"I grow plants for many reasons: to please my eye or to please my soul, to challenge the elements or to challenge my patience, for novelty or for nostalgia, but mostly for the joy in seeing them grow."
— David Hobson
1/27/16:
It's a beautiful sunny day, and how I wish I could be outside gardening instead of spending the daylight hours sitting in front of a screen! I did manage to prune most of the rosebushes and cut back some ivy and bamboo this past weekend, but there's so much more I'd like to do: Fertilizing. Sowing early-season seeds. Removing dead leaves, mud and moss from everything.
I am happy that I'm still able to devote an hour or so every day to maintaining this blog, taking pictures and working with images in Photoshop, and posting on Twitter.
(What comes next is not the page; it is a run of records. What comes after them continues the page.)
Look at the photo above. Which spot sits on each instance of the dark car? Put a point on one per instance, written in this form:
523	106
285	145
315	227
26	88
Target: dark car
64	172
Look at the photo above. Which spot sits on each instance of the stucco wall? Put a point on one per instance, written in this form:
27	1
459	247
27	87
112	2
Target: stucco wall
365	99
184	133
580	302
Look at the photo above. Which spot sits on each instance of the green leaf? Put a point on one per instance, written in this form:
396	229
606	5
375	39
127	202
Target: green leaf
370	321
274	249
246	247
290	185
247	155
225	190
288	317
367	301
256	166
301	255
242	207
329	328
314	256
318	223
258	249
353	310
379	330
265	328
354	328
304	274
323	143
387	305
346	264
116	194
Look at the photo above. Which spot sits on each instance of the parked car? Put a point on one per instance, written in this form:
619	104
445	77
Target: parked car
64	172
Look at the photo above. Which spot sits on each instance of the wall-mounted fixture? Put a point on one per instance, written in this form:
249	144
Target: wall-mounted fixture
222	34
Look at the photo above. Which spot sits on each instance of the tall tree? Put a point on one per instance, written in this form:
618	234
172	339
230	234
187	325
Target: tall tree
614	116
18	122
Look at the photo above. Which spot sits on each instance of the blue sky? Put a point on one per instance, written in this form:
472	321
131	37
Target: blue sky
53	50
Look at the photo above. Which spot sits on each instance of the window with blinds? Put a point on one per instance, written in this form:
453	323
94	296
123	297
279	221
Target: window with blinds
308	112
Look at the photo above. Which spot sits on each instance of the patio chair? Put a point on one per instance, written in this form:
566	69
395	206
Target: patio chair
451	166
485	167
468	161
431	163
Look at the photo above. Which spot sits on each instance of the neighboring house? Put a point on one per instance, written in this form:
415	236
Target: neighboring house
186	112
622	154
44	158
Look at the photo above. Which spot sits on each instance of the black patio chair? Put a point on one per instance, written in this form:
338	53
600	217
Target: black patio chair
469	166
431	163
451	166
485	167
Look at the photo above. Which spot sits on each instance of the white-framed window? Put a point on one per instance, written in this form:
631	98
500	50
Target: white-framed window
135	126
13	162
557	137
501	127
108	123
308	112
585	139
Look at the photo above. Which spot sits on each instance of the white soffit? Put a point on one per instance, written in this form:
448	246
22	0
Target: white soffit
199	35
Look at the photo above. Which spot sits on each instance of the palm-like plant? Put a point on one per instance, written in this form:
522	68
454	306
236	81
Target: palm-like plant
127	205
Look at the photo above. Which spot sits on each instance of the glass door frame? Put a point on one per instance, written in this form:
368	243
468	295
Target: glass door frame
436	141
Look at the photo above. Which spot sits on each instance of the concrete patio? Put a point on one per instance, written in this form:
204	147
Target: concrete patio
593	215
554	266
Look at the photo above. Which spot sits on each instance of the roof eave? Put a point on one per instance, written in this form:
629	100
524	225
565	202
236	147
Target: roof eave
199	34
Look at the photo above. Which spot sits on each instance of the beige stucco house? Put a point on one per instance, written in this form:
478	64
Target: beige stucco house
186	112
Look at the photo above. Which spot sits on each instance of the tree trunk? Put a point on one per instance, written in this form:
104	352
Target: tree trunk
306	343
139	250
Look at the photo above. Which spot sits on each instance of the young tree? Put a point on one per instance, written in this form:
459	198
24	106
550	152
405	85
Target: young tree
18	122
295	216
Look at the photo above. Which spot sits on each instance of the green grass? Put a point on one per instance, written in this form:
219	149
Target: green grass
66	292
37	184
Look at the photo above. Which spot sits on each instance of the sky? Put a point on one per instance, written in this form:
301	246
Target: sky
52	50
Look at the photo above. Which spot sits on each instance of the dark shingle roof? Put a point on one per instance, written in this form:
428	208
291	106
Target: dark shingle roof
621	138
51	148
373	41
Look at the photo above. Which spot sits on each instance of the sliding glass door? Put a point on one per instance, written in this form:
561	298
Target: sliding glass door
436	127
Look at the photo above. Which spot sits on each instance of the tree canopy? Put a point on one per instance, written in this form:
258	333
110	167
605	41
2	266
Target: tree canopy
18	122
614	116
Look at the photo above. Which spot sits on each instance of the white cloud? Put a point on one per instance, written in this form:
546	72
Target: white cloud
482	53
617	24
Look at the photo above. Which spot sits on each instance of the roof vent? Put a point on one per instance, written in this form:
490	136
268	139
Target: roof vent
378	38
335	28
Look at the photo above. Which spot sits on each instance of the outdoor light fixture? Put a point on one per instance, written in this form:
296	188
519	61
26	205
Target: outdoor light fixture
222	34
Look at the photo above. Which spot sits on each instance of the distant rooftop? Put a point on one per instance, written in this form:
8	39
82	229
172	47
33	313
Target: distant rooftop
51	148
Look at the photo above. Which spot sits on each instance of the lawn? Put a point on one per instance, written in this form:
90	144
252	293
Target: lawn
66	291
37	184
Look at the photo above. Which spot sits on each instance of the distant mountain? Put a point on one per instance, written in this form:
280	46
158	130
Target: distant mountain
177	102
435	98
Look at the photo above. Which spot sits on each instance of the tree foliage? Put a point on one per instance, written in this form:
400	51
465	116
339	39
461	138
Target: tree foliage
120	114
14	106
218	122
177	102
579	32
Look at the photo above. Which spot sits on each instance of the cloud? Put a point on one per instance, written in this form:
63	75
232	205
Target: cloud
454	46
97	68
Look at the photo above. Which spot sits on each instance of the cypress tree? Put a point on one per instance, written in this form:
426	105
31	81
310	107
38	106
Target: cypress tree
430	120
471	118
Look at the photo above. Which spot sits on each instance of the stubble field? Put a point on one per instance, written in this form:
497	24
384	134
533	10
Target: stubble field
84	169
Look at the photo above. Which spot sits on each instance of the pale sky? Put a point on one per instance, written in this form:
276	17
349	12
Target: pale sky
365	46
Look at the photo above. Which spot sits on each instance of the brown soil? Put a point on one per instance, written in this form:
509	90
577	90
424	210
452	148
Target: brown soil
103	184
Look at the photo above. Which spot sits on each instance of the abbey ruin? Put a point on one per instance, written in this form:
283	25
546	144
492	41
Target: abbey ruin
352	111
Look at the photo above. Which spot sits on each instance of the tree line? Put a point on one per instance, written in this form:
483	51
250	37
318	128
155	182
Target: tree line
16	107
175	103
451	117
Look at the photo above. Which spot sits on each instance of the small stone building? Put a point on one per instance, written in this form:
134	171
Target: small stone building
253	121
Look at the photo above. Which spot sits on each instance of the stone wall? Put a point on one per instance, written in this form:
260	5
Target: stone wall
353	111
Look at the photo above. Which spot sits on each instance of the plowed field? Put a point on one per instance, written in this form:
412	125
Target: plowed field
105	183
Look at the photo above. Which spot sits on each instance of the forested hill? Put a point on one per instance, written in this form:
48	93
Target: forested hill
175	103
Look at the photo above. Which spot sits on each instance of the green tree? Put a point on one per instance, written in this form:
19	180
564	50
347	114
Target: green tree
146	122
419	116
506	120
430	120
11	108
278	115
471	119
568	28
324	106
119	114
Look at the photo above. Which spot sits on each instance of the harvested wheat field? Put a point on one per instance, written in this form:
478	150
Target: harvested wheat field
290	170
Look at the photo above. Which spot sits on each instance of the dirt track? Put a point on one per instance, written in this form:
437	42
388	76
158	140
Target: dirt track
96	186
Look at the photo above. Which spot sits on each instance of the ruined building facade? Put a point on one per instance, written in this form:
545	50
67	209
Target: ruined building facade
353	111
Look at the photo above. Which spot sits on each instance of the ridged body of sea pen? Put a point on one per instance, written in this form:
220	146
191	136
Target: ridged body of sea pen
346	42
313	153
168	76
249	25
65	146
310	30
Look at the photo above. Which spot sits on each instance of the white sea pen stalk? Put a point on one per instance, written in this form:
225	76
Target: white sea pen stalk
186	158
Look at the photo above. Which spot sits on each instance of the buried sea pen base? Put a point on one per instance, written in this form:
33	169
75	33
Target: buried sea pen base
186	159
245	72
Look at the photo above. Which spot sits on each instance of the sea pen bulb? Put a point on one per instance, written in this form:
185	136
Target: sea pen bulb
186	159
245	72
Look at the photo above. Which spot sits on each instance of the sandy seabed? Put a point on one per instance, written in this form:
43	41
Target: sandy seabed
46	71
I separated GreenWise Gardening content from my main account, and have begun to curate interesting or helpful information by re-tweeting selections of what other gardeners are sharing.
Clicking on the small images below will bring up a full-size version.
Pruning the roses.
Red snapdragons.
Mushroom growing kit.
The recent rain has encouraged a growth spurt for many of my plants. Bulbs are starting to sprout, buds on the camellia bushes are opening, and the snapdragons are blooming again.
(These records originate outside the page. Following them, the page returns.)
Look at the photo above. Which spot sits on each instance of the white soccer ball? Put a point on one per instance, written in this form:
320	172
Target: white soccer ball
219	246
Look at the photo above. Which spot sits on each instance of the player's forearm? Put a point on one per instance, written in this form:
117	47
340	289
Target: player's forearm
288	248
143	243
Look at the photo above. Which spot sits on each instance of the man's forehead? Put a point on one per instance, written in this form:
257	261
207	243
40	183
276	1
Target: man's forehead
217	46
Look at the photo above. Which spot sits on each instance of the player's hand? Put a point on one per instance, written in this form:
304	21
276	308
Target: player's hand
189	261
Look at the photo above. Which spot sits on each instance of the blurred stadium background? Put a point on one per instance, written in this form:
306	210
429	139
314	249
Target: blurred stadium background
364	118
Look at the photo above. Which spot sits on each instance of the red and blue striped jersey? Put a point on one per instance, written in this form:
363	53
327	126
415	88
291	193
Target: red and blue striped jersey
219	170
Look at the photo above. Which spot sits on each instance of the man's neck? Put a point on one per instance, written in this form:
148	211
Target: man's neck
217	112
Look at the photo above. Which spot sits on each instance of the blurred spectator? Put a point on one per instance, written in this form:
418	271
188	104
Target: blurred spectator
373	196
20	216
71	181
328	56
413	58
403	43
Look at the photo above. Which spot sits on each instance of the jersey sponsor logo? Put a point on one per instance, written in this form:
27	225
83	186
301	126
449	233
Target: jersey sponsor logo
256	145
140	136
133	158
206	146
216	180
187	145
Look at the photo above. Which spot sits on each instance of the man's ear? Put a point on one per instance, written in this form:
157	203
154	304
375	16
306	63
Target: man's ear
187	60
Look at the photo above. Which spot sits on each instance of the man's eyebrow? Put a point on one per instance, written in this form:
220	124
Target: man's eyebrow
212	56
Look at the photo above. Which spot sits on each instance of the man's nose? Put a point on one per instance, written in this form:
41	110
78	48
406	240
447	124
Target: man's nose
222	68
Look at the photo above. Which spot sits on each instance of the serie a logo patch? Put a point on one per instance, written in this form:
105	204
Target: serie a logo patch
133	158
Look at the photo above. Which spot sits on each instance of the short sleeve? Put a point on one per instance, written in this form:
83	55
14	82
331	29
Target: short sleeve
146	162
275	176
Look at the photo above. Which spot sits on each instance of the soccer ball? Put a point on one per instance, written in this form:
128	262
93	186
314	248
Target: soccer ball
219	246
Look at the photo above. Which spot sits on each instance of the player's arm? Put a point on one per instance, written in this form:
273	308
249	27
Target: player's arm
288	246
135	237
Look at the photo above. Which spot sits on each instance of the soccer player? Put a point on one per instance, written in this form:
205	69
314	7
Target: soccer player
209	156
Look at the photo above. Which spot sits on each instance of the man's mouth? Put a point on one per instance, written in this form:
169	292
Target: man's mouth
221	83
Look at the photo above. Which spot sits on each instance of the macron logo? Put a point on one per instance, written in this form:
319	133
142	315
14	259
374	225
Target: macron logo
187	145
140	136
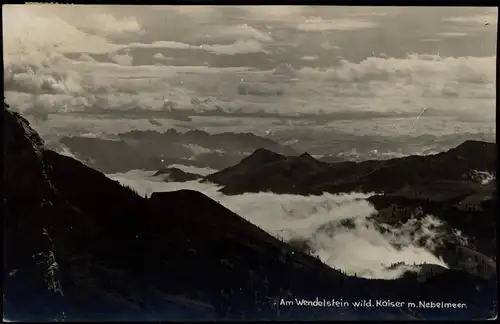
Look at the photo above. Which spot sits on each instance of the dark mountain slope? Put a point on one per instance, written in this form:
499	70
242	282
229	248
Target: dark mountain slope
267	171
177	175
78	246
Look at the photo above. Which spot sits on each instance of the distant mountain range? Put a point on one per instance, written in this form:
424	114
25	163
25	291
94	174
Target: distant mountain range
81	247
457	186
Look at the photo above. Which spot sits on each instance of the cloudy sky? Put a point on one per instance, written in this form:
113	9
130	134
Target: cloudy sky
283	59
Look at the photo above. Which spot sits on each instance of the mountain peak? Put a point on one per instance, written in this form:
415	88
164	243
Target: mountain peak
261	156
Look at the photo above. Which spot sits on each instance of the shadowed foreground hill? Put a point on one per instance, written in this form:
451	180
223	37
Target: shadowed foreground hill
79	246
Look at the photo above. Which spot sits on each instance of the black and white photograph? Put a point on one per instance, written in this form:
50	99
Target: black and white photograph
237	163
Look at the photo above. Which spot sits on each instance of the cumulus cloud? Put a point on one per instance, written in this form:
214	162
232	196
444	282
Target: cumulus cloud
241	32
309	58
159	56
239	47
109	25
431	40
37	51
29	36
338	228
122	59
473	19
452	34
319	24
284	14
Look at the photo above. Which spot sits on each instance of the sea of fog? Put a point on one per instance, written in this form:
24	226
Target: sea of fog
359	247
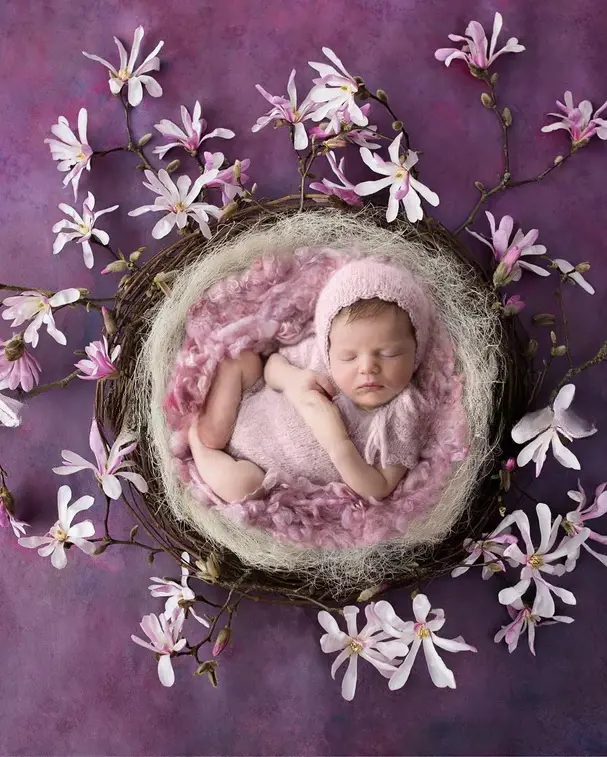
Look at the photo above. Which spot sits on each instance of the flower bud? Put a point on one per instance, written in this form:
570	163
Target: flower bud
222	640
14	348
109	321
I need to find better organic methods for keeping snails and slugs off of leaves. They've eaten all of the basil seedlings. I was spraying the plants with coffee or garlic concoctions as a repellent. This works for insects when the rain doesn't wash it off, but isn't overly effective against snails. I don't want to kill them if I don't have to, just discourage them from nomming everything. Currently I have clear plastic lids over the newly sprouted lettuces, but this won't work when they get taller... at least my neighborhood is too urban to have deer visiting the yard.
Another project now in the works: I bought a mushroom growing kit from the Grocery Outlet. Looks easy, and it'll be fascinating to see them start to appear! I love mushrooms in a variety of dishes. Perhaps I'll eventually use my home-grown ones to concoct a new recipe, and then post it on the OmnivoreUs page.